一种基于非下采样小波变换的人工耳蜗语音处理方法。

An Undecimated Wavelet-based Method for Cochlear Implant Speech Processing.

作者信息

Hajiaghababa Fatemeh, Kermani Saeed, Marateb Hamid R

机构信息

Department of Electrical Engineering, Najafabad Branch, Islamic Azad University, Najafabad, Iran.

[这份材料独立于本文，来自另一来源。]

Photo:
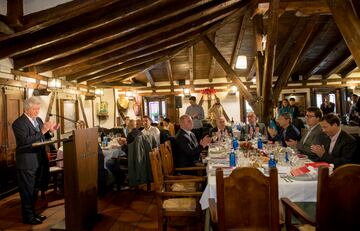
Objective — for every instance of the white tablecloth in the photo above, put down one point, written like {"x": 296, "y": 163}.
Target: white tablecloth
{"x": 296, "y": 191}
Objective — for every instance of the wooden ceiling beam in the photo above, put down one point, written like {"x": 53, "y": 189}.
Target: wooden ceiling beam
{"x": 348, "y": 24}
{"x": 104, "y": 49}
{"x": 238, "y": 41}
{"x": 348, "y": 69}
{"x": 15, "y": 13}
{"x": 269, "y": 62}
{"x": 286, "y": 47}
{"x": 83, "y": 60}
{"x": 323, "y": 58}
{"x": 301, "y": 7}
{"x": 211, "y": 72}
{"x": 39, "y": 20}
{"x": 150, "y": 78}
{"x": 259, "y": 53}
{"x": 169, "y": 73}
{"x": 229, "y": 71}
{"x": 84, "y": 25}
{"x": 245, "y": 5}
{"x": 178, "y": 23}
{"x": 100, "y": 66}
{"x": 191, "y": 64}
{"x": 6, "y": 29}
{"x": 340, "y": 64}
{"x": 295, "y": 55}
{"x": 123, "y": 65}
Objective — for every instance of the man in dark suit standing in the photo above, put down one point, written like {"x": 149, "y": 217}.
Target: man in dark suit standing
{"x": 221, "y": 130}
{"x": 28, "y": 129}
{"x": 314, "y": 135}
{"x": 342, "y": 147}
{"x": 187, "y": 149}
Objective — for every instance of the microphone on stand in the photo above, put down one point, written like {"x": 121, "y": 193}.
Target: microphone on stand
{"x": 71, "y": 120}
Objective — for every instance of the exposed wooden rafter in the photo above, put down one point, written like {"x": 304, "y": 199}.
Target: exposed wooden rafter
{"x": 269, "y": 61}
{"x": 334, "y": 47}
{"x": 15, "y": 13}
{"x": 212, "y": 37}
{"x": 348, "y": 24}
{"x": 83, "y": 24}
{"x": 295, "y": 55}
{"x": 344, "y": 62}
{"x": 178, "y": 23}
{"x": 229, "y": 71}
{"x": 170, "y": 74}
{"x": 191, "y": 65}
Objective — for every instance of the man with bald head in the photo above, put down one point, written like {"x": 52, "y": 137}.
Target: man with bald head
{"x": 221, "y": 130}
{"x": 252, "y": 128}
{"x": 187, "y": 149}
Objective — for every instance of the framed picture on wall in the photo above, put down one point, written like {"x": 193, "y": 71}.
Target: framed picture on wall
{"x": 68, "y": 109}
{"x": 300, "y": 101}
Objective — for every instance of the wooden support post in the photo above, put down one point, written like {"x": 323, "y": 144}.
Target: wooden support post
{"x": 295, "y": 55}
{"x": 51, "y": 102}
{"x": 269, "y": 61}
{"x": 230, "y": 72}
{"x": 348, "y": 24}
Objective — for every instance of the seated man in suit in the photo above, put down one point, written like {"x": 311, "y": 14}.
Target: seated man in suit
{"x": 253, "y": 128}
{"x": 314, "y": 135}
{"x": 288, "y": 131}
{"x": 342, "y": 147}
{"x": 221, "y": 130}
{"x": 187, "y": 149}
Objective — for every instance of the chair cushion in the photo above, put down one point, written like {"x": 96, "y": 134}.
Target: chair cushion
{"x": 184, "y": 187}
{"x": 180, "y": 204}
{"x": 306, "y": 227}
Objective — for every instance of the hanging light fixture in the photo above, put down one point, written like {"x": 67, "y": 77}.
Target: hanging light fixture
{"x": 129, "y": 95}
{"x": 241, "y": 62}
{"x": 54, "y": 83}
{"x": 99, "y": 91}
{"x": 232, "y": 90}
{"x": 186, "y": 92}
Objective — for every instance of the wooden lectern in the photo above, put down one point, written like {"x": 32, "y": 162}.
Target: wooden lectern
{"x": 80, "y": 187}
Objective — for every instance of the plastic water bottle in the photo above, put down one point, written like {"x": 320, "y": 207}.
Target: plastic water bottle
{"x": 105, "y": 141}
{"x": 260, "y": 145}
{"x": 272, "y": 161}
{"x": 235, "y": 143}
{"x": 286, "y": 157}
{"x": 232, "y": 158}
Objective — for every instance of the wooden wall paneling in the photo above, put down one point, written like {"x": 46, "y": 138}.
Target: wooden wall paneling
{"x": 51, "y": 103}
{"x": 78, "y": 98}
{"x": 348, "y": 24}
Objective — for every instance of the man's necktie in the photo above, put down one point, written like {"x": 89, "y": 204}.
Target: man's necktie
{"x": 193, "y": 138}
{"x": 36, "y": 125}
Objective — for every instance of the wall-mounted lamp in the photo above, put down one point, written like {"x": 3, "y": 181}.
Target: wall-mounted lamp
{"x": 129, "y": 95}
{"x": 99, "y": 91}
{"x": 232, "y": 90}
{"x": 241, "y": 62}
{"x": 186, "y": 92}
{"x": 54, "y": 83}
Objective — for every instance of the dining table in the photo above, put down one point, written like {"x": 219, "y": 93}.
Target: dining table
{"x": 298, "y": 189}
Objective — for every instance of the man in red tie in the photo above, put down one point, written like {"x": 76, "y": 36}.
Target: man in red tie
{"x": 187, "y": 149}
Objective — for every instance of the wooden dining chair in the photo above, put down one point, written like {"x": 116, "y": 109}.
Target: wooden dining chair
{"x": 173, "y": 203}
{"x": 246, "y": 200}
{"x": 338, "y": 202}
{"x": 168, "y": 163}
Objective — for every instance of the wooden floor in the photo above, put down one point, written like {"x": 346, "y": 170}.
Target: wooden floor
{"x": 123, "y": 210}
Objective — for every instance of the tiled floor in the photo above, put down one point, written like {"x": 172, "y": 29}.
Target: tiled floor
{"x": 124, "y": 210}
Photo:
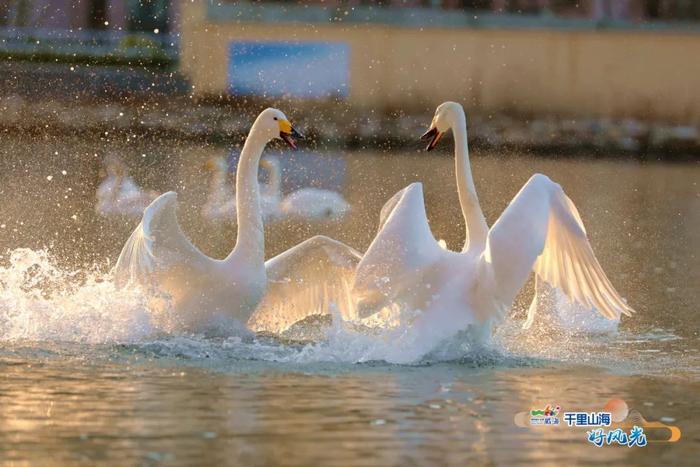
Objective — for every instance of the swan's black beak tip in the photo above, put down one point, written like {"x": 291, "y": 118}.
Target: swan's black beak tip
{"x": 291, "y": 137}
{"x": 432, "y": 136}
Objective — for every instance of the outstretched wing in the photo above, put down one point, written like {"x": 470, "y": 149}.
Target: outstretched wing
{"x": 541, "y": 230}
{"x": 403, "y": 247}
{"x": 306, "y": 280}
{"x": 158, "y": 245}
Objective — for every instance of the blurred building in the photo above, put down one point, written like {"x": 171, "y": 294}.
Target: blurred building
{"x": 593, "y": 57}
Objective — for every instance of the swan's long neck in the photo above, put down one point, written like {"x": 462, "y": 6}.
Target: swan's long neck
{"x": 217, "y": 187}
{"x": 274, "y": 185}
{"x": 476, "y": 227}
{"x": 250, "y": 244}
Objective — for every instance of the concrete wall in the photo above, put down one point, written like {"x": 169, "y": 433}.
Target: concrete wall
{"x": 613, "y": 73}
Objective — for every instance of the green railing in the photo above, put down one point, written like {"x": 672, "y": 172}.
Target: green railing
{"x": 93, "y": 47}
{"x": 423, "y": 17}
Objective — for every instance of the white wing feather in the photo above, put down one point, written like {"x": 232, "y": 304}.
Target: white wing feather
{"x": 541, "y": 230}
{"x": 403, "y": 246}
{"x": 306, "y": 280}
{"x": 156, "y": 245}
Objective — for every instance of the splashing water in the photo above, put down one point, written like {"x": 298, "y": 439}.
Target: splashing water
{"x": 41, "y": 303}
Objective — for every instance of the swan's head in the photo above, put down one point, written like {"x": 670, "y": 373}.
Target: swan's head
{"x": 273, "y": 124}
{"x": 446, "y": 115}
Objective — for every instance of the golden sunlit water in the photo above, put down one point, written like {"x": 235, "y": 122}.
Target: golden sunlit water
{"x": 87, "y": 379}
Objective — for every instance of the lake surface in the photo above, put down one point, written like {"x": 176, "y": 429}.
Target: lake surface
{"x": 87, "y": 378}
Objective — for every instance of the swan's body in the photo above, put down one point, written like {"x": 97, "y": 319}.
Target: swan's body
{"x": 539, "y": 231}
{"x": 118, "y": 194}
{"x": 194, "y": 287}
{"x": 308, "y": 203}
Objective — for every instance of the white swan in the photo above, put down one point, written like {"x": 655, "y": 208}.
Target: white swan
{"x": 306, "y": 203}
{"x": 118, "y": 194}
{"x": 221, "y": 199}
{"x": 197, "y": 288}
{"x": 539, "y": 231}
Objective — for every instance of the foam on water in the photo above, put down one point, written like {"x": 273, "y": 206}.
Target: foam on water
{"x": 42, "y": 305}
{"x": 41, "y": 302}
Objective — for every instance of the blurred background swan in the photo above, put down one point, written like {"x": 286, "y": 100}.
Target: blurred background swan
{"x": 221, "y": 198}
{"x": 118, "y": 195}
{"x": 304, "y": 204}
{"x": 308, "y": 203}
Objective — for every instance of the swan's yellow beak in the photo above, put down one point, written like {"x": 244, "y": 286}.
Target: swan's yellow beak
{"x": 289, "y": 134}
{"x": 432, "y": 136}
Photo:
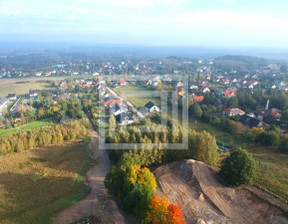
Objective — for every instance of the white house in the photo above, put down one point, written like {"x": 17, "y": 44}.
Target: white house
{"x": 151, "y": 107}
{"x": 3, "y": 103}
{"x": 194, "y": 87}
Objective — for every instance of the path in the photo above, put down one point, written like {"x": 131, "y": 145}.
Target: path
{"x": 98, "y": 203}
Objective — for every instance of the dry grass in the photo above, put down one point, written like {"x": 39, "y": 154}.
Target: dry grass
{"x": 21, "y": 88}
{"x": 36, "y": 185}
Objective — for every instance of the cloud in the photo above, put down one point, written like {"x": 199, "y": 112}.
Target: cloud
{"x": 229, "y": 2}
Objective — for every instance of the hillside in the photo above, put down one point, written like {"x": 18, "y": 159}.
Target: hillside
{"x": 196, "y": 188}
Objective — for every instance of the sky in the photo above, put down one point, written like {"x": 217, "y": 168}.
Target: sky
{"x": 223, "y": 23}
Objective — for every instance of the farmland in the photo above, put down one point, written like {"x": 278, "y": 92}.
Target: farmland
{"x": 36, "y": 185}
{"x": 22, "y": 88}
{"x": 138, "y": 100}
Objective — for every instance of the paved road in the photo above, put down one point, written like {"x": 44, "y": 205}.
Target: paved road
{"x": 98, "y": 203}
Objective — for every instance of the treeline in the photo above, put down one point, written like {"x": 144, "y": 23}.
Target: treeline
{"x": 201, "y": 145}
{"x": 135, "y": 186}
{"x": 52, "y": 134}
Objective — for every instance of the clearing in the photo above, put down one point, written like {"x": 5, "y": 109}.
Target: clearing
{"x": 98, "y": 203}
{"x": 30, "y": 126}
{"x": 36, "y": 184}
{"x": 196, "y": 188}
{"x": 130, "y": 93}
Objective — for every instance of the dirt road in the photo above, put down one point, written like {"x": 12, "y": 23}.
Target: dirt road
{"x": 203, "y": 199}
{"x": 98, "y": 203}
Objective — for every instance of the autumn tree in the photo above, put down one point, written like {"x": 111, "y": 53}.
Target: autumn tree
{"x": 162, "y": 212}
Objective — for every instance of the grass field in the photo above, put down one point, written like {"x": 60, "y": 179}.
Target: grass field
{"x": 135, "y": 98}
{"x": 30, "y": 126}
{"x": 36, "y": 185}
{"x": 21, "y": 88}
{"x": 220, "y": 135}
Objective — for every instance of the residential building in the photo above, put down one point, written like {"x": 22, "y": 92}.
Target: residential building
{"x": 233, "y": 111}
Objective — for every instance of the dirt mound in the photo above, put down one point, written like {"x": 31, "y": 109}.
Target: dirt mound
{"x": 196, "y": 188}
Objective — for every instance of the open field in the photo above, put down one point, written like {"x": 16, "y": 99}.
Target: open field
{"x": 138, "y": 101}
{"x": 36, "y": 185}
{"x": 30, "y": 126}
{"x": 220, "y": 135}
{"x": 21, "y": 88}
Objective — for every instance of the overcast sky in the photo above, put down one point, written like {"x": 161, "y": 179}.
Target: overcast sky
{"x": 247, "y": 23}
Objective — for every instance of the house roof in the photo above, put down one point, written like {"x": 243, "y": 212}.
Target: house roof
{"x": 149, "y": 105}
{"x": 198, "y": 99}
{"x": 229, "y": 92}
{"x": 234, "y": 111}
{"x": 250, "y": 121}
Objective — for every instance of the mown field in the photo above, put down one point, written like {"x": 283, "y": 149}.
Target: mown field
{"x": 272, "y": 167}
{"x": 21, "y": 88}
{"x": 36, "y": 185}
{"x": 136, "y": 98}
{"x": 30, "y": 126}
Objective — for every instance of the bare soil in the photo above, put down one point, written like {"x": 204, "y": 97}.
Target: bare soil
{"x": 204, "y": 199}
{"x": 98, "y": 204}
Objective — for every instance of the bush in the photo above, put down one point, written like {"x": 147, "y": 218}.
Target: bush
{"x": 283, "y": 146}
{"x": 239, "y": 168}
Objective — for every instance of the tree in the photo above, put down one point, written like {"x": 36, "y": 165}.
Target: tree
{"x": 8, "y": 124}
{"x": 162, "y": 212}
{"x": 196, "y": 110}
{"x": 239, "y": 168}
{"x": 283, "y": 146}
{"x": 139, "y": 188}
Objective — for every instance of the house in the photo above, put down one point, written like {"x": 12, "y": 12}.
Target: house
{"x": 63, "y": 86}
{"x": 38, "y": 74}
{"x": 3, "y": 104}
{"x": 123, "y": 82}
{"x": 225, "y": 81}
{"x": 251, "y": 121}
{"x": 33, "y": 93}
{"x": 233, "y": 111}
{"x": 11, "y": 96}
{"x": 179, "y": 84}
{"x": 229, "y": 93}
{"x": 204, "y": 89}
{"x": 89, "y": 82}
{"x": 194, "y": 87}
{"x": 111, "y": 102}
{"x": 151, "y": 107}
{"x": 124, "y": 118}
{"x": 116, "y": 109}
{"x": 198, "y": 99}
{"x": 79, "y": 80}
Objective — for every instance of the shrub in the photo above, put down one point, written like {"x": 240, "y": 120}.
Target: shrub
{"x": 239, "y": 168}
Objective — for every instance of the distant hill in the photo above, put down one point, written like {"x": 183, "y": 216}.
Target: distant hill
{"x": 239, "y": 59}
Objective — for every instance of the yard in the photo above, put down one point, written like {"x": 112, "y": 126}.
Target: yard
{"x": 130, "y": 93}
{"x": 30, "y": 126}
{"x": 36, "y": 185}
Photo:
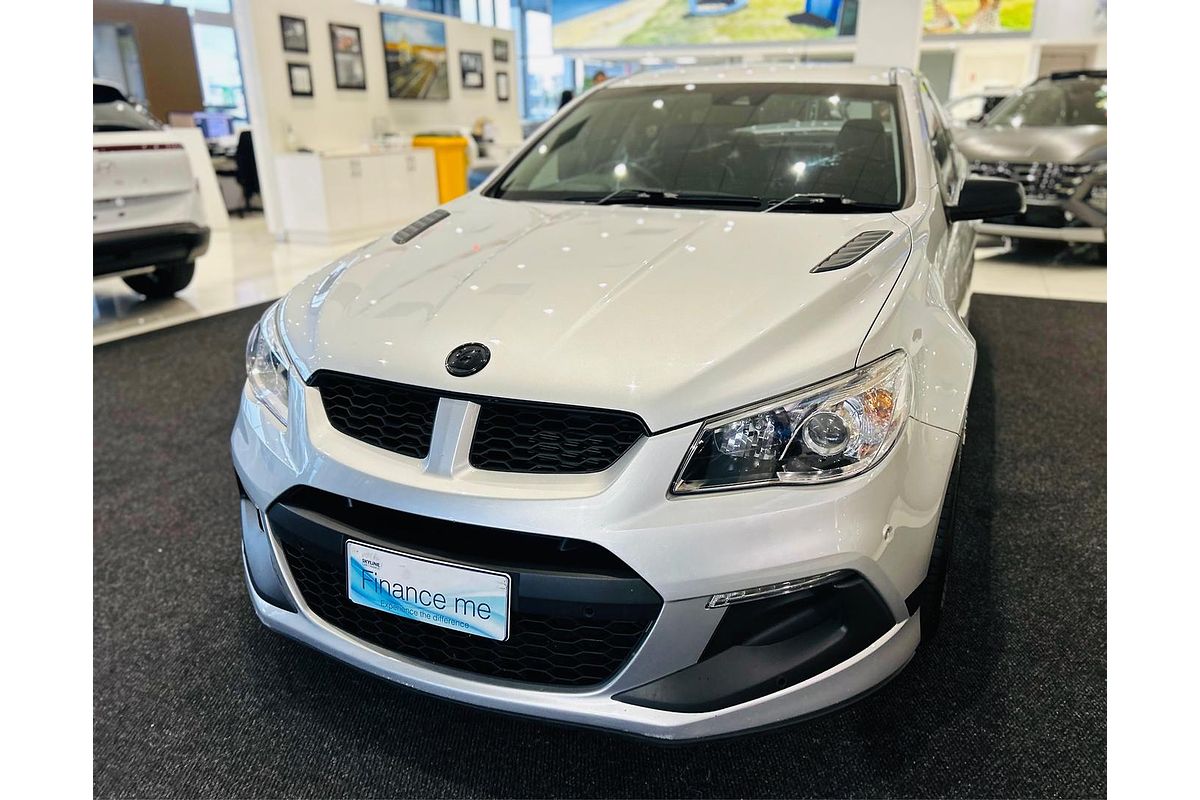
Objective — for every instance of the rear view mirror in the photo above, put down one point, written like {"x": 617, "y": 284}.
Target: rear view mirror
{"x": 983, "y": 198}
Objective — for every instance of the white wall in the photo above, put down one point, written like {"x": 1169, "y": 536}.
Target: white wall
{"x": 1066, "y": 20}
{"x": 340, "y": 119}
{"x": 888, "y": 34}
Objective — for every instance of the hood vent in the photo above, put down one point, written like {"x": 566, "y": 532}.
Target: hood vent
{"x": 412, "y": 230}
{"x": 852, "y": 251}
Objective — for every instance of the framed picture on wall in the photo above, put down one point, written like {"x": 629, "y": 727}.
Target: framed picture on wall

Department of Medical Physics and Medical Engineering, Isfahan University of Medical Sciences, Isfahan, Iran.

出版信息

J Med Signals Sens. 2014 Oct;4(4):247-55.

PMID:25426428

原文链接:https://pmc.ncbi.nlm.nih.gov/articles/PMC4236803/

Abstract

A cochlear implant is an implanted electronic device used to provide a sensation of hearing to a person who is hard of hearing. The cochlear implant is often referred to as a bionic ear. This paper presents an undecimated wavelet-based speech coding strategy for cochlear implants, which gives a novel speech processing strategy. The undecimated wavelet packet transform (UWPT) is computed like the wavelet packet transform except that it does not down-sample the output at each level. The speech data used for the current study consists of 30 consonants, sampled at 16 kbps. The performance of our proposed UWPT method was compared to that of infinite impulse response (IIR) filter in terms of mean opinion score (MOS), short-time objective intelligibility (STOI) measure and segmental signal-to-noise ratio (SNR). Undecimated wavelet had better segmental SNR in about 96% of the input speech data. The MOS of the proposed method was twice in comparison with that of the IIR filter-bank. The statistical analysis revealed that the UWT-based N-of-M strategy significantly improved the MOS, STOI and segmental SNR (P < 0.001) compared with what obtained with the IIR filter-bank based strategies. The advantage of UWPT is that it is shift-invariant which gives a dense approximation to continuous wavelet transform. Thus, the information loss is minimal and that is why the UWPT performance was better than that of traditional filter-bank strategies in speech recognition tests. Results showed that the UWPT could be a promising method for speech coding in cochlear implants, although its computational complexity is higher than that of traditional filter-banks.

摘要

人工耳蜗是一种植入式电子设备，用于为听力障碍者提供听觉感受。人工耳蜗通常被称为仿生耳。本文提出了一种基于非下采样小波的人工耳蜗语音编码策略，该策略给出了一种新颖的语音处理策略。非下采样小波包变换（UWPT）的计算方式与小波包变换类似，只是它在每一级都不会对输出进行下采样。用于当前研究的语音数据由30个辅音组成，采样率为16 kbps。我们提出的UWPT方法的性能在平均意见得分（MOS）、短时客观清晰度（STOI）测量和分段信噪比（SNR）方面与无限脉冲响应（IIR）滤波器进行了比较。在大约96%的输入语音数据中，非下采样小波具有更好的分段信噪比。所提方法的MOS是IIR滤波器组的两倍。统计分析表明，与基于IIR滤波器组的策略相比，基于非下采样小波变换的N-of-M策略显著提高了MOS、STOI和分段信噪比（P < 0.001）。UWPT的优点是它具有平移不变性，这使得它能对连续小波变换给出密集近似。因此，信息损失最小，这就是为什么在语音识别测试中UWPT的性能优于传统滤波器组策略的原因。结果表明，UWPT可能是一种有前途的人工耳蜗语音编码方法，尽管其计算复杂度高于传统滤波器组。